Hell Week


It's odd how your teaching life and personal life can intersect.  I hadn't planned to be teaching the opening books of Paradise Lost (which take place in Hell) and Dante's descent through the Eighth Circle of the Inferno during the same week. It just turned out that way.  Moreover I certainly did not plan to teach both texts while finalizing our Promotions and Tenure process and transitioning my mother--newly diagnosed with memory loss--into a care facility.

Seeing my mother slowly lose the narrative threads of her life strangely aligns with the plight of the fallen angels in Paradise Lost.  In Book II Milton has them hold a debate over the course of action they should take now that they are damned.  The first to speak is Moloch, a fierce and bloodthirsty advocate for eternal war. He argues they have nothing to lose, for annihilation is surely preferable to an eternity in Hell. As he puts it, “At worst, we stand on this side nothingness.”

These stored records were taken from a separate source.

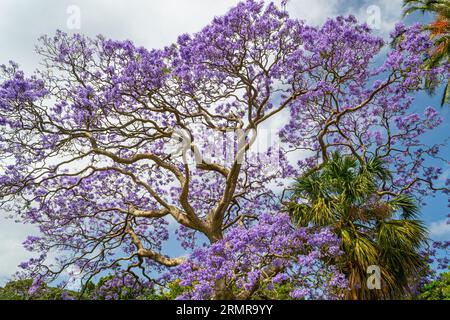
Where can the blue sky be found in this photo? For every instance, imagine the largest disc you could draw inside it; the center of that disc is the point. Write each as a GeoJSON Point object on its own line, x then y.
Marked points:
{"type": "Point", "coordinates": [158, 23]}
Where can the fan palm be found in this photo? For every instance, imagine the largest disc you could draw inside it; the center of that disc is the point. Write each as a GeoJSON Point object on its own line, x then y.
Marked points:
{"type": "Point", "coordinates": [440, 33]}
{"type": "Point", "coordinates": [343, 195]}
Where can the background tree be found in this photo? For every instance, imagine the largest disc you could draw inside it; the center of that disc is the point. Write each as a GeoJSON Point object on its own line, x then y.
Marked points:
{"type": "Point", "coordinates": [85, 139]}
{"type": "Point", "coordinates": [439, 31]}
{"type": "Point", "coordinates": [375, 228]}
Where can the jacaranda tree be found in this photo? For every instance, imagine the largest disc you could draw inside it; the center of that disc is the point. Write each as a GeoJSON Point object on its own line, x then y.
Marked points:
{"type": "Point", "coordinates": [85, 139]}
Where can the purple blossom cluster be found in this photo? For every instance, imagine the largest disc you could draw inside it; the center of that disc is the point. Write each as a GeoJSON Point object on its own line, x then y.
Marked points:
{"type": "Point", "coordinates": [84, 143]}
{"type": "Point", "coordinates": [270, 253]}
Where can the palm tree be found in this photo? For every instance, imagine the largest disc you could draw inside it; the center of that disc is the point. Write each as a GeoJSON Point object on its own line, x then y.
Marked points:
{"type": "Point", "coordinates": [440, 33]}
{"type": "Point", "coordinates": [344, 195]}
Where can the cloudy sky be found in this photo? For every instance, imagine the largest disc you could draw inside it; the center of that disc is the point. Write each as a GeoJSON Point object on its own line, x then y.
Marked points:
{"type": "Point", "coordinates": [157, 23]}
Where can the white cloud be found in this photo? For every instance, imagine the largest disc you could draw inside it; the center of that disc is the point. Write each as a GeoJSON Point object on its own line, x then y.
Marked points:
{"type": "Point", "coordinates": [149, 23]}
{"type": "Point", "coordinates": [11, 250]}
{"type": "Point", "coordinates": [439, 230]}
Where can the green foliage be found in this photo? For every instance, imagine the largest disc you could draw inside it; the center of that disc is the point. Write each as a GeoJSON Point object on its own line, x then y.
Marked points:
{"type": "Point", "coordinates": [440, 33]}
{"type": "Point", "coordinates": [375, 228]}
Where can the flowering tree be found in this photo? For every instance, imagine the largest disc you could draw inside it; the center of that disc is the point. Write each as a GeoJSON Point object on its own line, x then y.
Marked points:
{"type": "Point", "coordinates": [84, 140]}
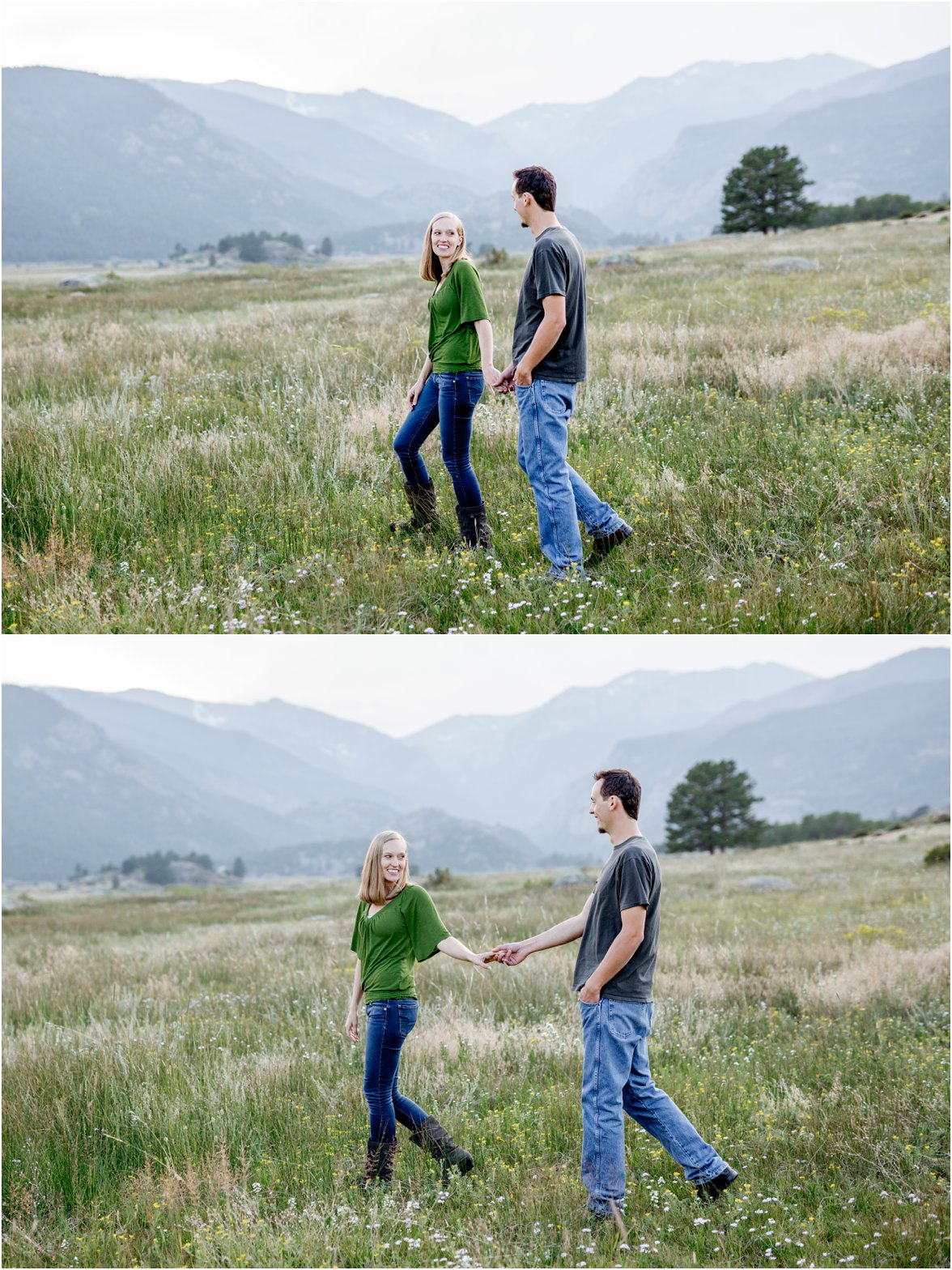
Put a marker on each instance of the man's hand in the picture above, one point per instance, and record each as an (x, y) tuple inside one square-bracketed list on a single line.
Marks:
[(509, 954), (505, 380)]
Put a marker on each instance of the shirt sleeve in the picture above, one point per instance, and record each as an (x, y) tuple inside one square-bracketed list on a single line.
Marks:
[(549, 264), (423, 925), (634, 881), (473, 306)]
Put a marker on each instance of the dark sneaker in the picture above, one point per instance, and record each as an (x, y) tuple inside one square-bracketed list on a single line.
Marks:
[(711, 1189), (606, 543)]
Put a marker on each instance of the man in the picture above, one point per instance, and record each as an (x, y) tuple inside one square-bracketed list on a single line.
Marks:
[(549, 360), (614, 976)]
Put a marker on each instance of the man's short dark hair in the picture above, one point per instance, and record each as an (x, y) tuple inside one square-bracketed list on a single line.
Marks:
[(538, 182), (625, 786)]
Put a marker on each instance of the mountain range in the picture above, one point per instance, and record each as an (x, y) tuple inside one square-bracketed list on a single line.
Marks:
[(94, 778), (105, 167)]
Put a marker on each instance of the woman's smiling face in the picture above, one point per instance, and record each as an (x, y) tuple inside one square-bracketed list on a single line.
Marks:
[(393, 861), (446, 239)]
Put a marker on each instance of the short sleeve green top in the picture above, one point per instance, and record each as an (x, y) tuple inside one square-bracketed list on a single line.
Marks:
[(404, 931), (453, 308)]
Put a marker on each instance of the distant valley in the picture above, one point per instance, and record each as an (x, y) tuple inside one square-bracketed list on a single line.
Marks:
[(98, 167), (91, 778)]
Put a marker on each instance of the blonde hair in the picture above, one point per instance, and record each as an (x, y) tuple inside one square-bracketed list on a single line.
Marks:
[(373, 887), (431, 264)]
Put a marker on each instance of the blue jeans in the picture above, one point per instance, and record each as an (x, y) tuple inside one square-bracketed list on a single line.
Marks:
[(563, 498), (447, 399), (616, 1079), (389, 1024)]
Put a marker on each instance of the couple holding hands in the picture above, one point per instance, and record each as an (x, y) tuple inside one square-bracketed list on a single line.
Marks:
[(397, 925), (549, 361)]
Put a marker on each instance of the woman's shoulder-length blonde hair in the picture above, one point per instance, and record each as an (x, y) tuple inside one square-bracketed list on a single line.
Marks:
[(431, 267), (373, 887)]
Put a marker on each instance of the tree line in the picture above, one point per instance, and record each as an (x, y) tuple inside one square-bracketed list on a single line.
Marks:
[(766, 192), (711, 811)]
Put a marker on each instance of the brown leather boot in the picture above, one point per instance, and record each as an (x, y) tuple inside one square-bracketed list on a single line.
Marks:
[(381, 1157), (474, 526), (423, 505), (431, 1137)]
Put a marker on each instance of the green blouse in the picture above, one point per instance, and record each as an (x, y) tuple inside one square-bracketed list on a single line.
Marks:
[(404, 931), (453, 308)]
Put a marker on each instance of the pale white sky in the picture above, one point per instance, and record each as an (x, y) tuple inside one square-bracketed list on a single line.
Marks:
[(402, 684), (474, 58)]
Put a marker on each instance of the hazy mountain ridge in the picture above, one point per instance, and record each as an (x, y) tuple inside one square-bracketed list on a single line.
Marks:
[(512, 789), (103, 167), (96, 165), (71, 795), (894, 139), (878, 744)]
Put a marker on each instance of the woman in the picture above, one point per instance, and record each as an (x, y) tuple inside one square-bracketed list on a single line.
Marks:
[(458, 364), (397, 926)]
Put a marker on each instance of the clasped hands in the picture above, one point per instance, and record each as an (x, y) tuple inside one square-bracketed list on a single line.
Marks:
[(512, 954), (507, 954), (509, 379)]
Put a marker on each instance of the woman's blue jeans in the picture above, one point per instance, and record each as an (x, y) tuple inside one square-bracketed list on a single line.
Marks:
[(389, 1024), (616, 1079), (447, 399)]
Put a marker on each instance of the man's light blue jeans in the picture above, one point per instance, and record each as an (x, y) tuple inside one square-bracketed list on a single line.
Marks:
[(563, 498), (616, 1079)]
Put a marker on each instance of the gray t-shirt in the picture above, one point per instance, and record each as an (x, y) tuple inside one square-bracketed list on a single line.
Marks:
[(556, 267), (631, 876)]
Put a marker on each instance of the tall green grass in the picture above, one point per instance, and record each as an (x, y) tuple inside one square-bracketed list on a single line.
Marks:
[(214, 452), (178, 1089)]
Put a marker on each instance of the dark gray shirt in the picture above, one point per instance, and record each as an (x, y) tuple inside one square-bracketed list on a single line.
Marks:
[(555, 268), (631, 876)]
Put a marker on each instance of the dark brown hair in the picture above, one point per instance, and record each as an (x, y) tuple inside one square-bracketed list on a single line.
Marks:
[(625, 786), (538, 182)]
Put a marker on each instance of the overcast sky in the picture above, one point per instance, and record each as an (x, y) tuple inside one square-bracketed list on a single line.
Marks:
[(474, 58), (402, 684)]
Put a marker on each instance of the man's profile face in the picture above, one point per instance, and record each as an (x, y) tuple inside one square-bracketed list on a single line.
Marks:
[(599, 808), (520, 207)]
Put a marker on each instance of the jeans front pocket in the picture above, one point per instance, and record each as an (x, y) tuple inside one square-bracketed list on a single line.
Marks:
[(475, 384), (625, 1020)]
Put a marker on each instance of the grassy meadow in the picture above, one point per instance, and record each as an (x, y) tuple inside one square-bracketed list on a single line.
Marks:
[(178, 1090), (212, 451)]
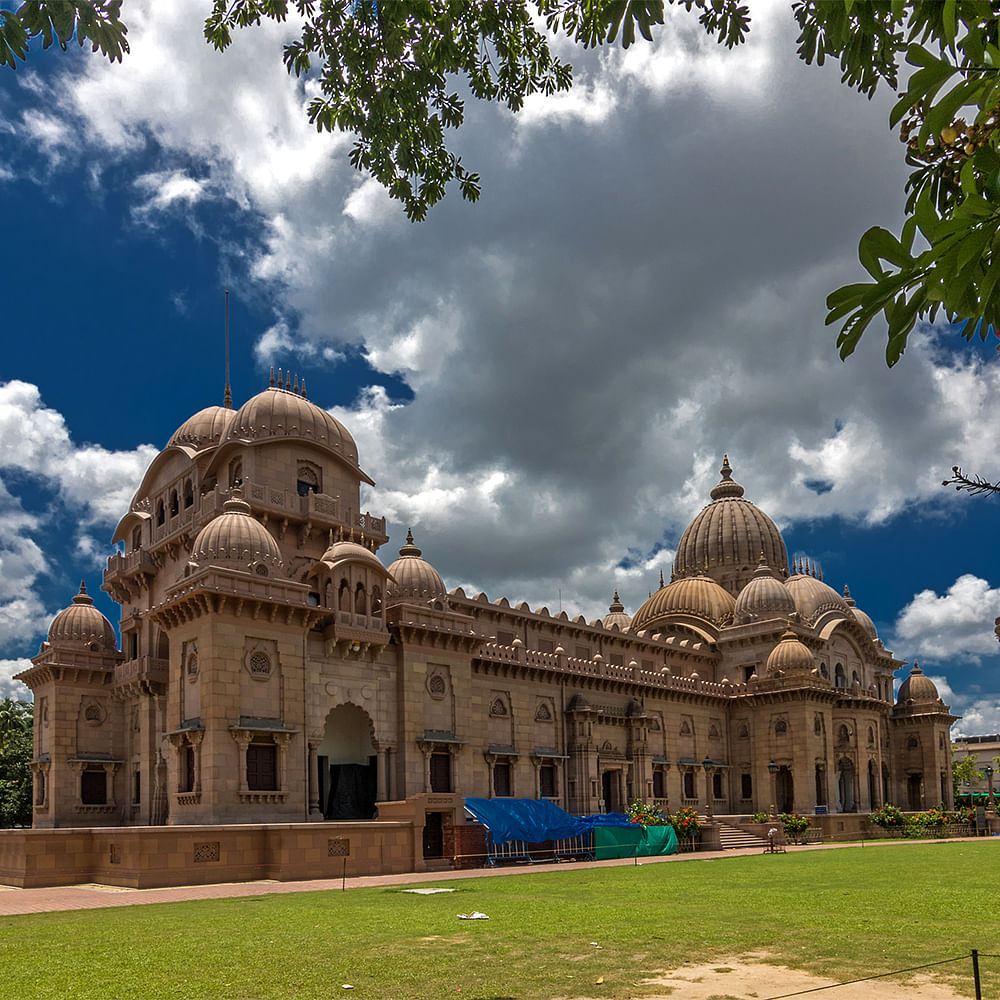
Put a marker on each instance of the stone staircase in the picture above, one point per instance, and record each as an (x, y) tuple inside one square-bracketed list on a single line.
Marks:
[(733, 837)]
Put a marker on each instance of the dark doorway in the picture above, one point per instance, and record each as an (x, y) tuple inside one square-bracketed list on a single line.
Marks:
[(609, 790), (433, 835), (785, 790), (353, 788)]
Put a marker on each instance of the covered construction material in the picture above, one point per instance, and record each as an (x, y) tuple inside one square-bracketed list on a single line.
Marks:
[(518, 828), (633, 841)]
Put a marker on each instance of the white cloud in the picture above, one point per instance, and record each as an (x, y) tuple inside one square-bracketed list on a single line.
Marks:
[(92, 487), (167, 188), (957, 624), (9, 688)]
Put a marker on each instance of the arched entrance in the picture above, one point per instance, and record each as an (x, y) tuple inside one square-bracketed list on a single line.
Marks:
[(784, 788), (845, 787), (348, 774)]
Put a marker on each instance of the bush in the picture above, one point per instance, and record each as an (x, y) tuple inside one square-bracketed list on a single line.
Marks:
[(889, 817), (647, 815), (685, 822), (794, 824)]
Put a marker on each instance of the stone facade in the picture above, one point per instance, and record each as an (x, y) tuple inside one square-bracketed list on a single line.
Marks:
[(275, 670)]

In response Belial, a wily and silver-tongued devil, says that nothingness is not preferable to him. At least in Hell one has one’s thoughts. He says,

To be no more; sad cure; For who would lose,
Though full of pain, this intellectual being,
Those thoughts that wander through Eternity,
To perish rather, swallowed up and lost
In the wide womb of uncreated night
Devoid of sense and motion?

These lines have always affected me. Is it life we treasure? The mere act of breath and metabolation? Or is it the intimacy of our own thoughts and interwoven memories, the onrush of moments so peculiarly our own that have been spewing forth for as long as we can recall? 

Life is a few chemicals twitching in a moist sinkhole. It’s that breed of 'politic worms' that Hamlet mentions. But all of one’s afternoons, sensations, the odd memories and synaptic firings... To have these disappear forever--to see her standing on this side nothingness--is far crueler and more fiendish than anything Dante or Milton might have imagined.

Comments

Anti-Dada said…
That's brutal. I've seen others go through dementia and Alzheimer's but never anyone so close to me. It matters and it doesn't, but that has more to do with responsibility than awareness. I would prefer the nothingness of death than to lose my thought in life. I've experienced it temporarily and hell is as good a description as any. To be aware without being able to think (and thus order a narrative or create meaningfulness?). Torture. I agree, far crueler than anything Dante and Milton about death. Death, comparatively, looks like heaven even if as absolute nothingness.